Virgil was waiting each night on the threshold and
after being lifted into immutability he was hurled back into the sphere of
verse. Poetry was both intermingling and the fear of intermingling.
He felt the boy’s shoulder at his knee. He saw his
hair in the candlelight. He remembered the night he had come to Plotia Hieria
for an assignation. All he did was to read her the Eclogue of the Enchantress
written at the wish of Asinius Pollio. His
lusting for Plotia had improved the poem as had his knowledge that he would
never be allowed to leave the threshold. His reading the poem became their
farewell. This was the same farewell that Aeneas experienced when forced to
forsake Dido. Both Virgil and Aeneas had run away. But where to?
After a while, the candles became encrusted. The gnats
hummed around them. The wall fountain continued to drizzle. The amorini
on the wall-frieze played without moving and seemed to merge into the silence
of the night. The sleep of the herds was pregnant with evil.
Virgil wondered whether the boy had been sent by fate.
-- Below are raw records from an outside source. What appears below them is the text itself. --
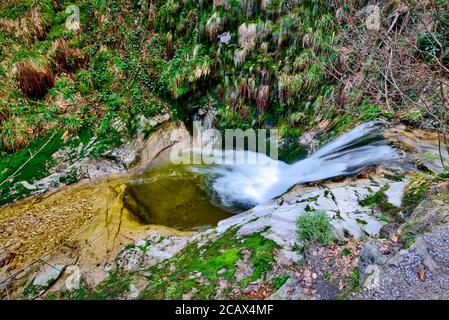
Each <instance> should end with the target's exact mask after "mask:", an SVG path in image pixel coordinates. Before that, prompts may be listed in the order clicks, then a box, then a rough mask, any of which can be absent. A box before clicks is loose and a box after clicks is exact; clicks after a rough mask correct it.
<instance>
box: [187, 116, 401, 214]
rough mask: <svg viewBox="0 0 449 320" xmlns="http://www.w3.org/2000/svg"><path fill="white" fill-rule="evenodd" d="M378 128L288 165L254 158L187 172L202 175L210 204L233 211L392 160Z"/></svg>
mask: <svg viewBox="0 0 449 320" xmlns="http://www.w3.org/2000/svg"><path fill="white" fill-rule="evenodd" d="M382 130H383V129H382V126H381V125H380V124H379V123H376V122H369V123H364V124H362V125H360V126H358V127H356V128H354V129H352V130H350V131H348V132H347V133H345V134H343V135H341V136H340V137H338V138H337V139H335V140H334V141H332V142H329V143H328V144H326V145H324V146H323V147H321V148H320V149H319V150H318V151H316V152H315V153H313V154H311V155H310V156H309V157H308V158H306V159H303V160H300V161H298V162H296V163H293V164H287V163H285V162H282V161H277V160H273V159H270V158H269V157H268V156H266V155H261V154H257V157H258V159H259V160H260V161H258V162H257V164H228V165H225V164H214V165H207V166H205V165H201V166H190V168H189V170H191V171H192V172H195V173H199V174H201V175H203V176H204V177H205V180H206V184H207V186H208V192H209V193H210V194H211V197H212V199H214V200H215V202H217V203H218V204H219V205H220V206H223V207H225V208H227V209H228V210H231V211H233V210H234V211H238V210H239V209H244V208H249V207H252V206H255V205H257V204H260V203H263V202H265V201H268V200H270V199H272V198H274V197H276V196H280V195H282V194H283V193H284V192H286V191H287V190H288V189H289V188H290V187H292V186H294V185H296V184H299V183H307V182H312V181H320V180H324V179H329V178H334V177H338V176H349V175H353V174H355V173H357V172H360V171H361V170H362V169H363V168H365V167H366V166H368V165H374V164H381V163H383V162H387V161H391V160H395V159H397V158H398V157H399V154H398V152H397V151H396V149H394V148H393V147H391V146H390V145H388V143H387V141H386V140H385V139H384V138H383V135H382ZM248 153H250V152H249V151H243V150H242V151H236V150H228V151H226V152H225V153H224V157H225V158H229V157H232V158H231V159H233V158H234V157H248V156H249V154H248ZM253 156H254V155H253Z"/></svg>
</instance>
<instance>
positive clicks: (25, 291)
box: [22, 281, 45, 300]
mask: <svg viewBox="0 0 449 320" xmlns="http://www.w3.org/2000/svg"><path fill="white" fill-rule="evenodd" d="M44 289H45V287H41V286H36V285H35V284H34V283H33V281H31V282H30V283H28V284H27V285H26V286H25V288H23V293H22V294H23V298H24V299H27V300H32V299H34V298H36V297H37V296H38V295H39V293H40V292H41V291H43V290H44Z"/></svg>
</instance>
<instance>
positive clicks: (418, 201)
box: [401, 185, 428, 216]
mask: <svg viewBox="0 0 449 320" xmlns="http://www.w3.org/2000/svg"><path fill="white" fill-rule="evenodd" d="M427 191H428V186H427V185H418V186H413V187H411V188H408V189H407V190H406V191H405V193H404V195H403V197H402V204H401V206H402V211H403V212H404V214H405V215H406V216H410V215H411V214H412V213H413V211H415V209H416V208H417V207H418V205H419V204H420V202H421V201H423V200H424V199H425V198H426V193H427Z"/></svg>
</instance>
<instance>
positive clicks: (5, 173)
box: [0, 131, 64, 205]
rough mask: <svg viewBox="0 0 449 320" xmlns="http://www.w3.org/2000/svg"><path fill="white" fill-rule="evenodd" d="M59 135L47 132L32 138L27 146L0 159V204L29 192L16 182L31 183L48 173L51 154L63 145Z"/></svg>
mask: <svg viewBox="0 0 449 320" xmlns="http://www.w3.org/2000/svg"><path fill="white" fill-rule="evenodd" d="M61 136H62V132H60V131H56V132H55V133H54V134H53V133H52V134H48V135H47V136H45V137H43V138H39V139H36V140H34V141H33V142H32V143H31V144H30V145H29V146H28V147H27V148H25V149H22V150H20V151H18V152H16V153H13V154H10V155H7V156H5V157H3V158H1V159H0V183H1V185H0V205H2V204H5V203H8V202H11V201H13V200H15V199H20V198H22V197H24V196H27V195H29V194H30V193H31V190H28V189H26V188H24V187H23V186H22V185H18V184H17V182H19V181H27V182H29V183H32V182H33V181H35V180H38V179H42V178H44V177H46V176H47V175H48V172H49V169H50V168H51V167H52V166H53V165H54V161H53V160H52V157H51V156H52V154H53V153H54V152H55V151H57V150H59V149H60V148H62V147H63V146H64V141H63V140H62V139H61Z"/></svg>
He wanted to cuddle him. The boy did not yet realise what he, Virgil, an old
man had come to know, namely that when we are dying we will depart and not
return. He did not want to know the boy’s name. He just wanted him to wait with
him. He held his hands tightly clasped. The thumb of the left hand touched the
stone of the ring. He felt the warmth of the boy’s shoulder close to his knee. He
longed to stroke his hair, but he did not. He said, “It is too late.” The boy
looked enquiringly at him. He brought his face near to the boy’s and said “Yes,
it is late … go to the festival.” He suddenly felt too old. He pushed the boy
towards the door. When the boy had gone he had a coughing fit and collapsed on
his bed. He felt the winged genius engraved into the polished carnelian of the
ring-stone. Slowly he began to breathe silently.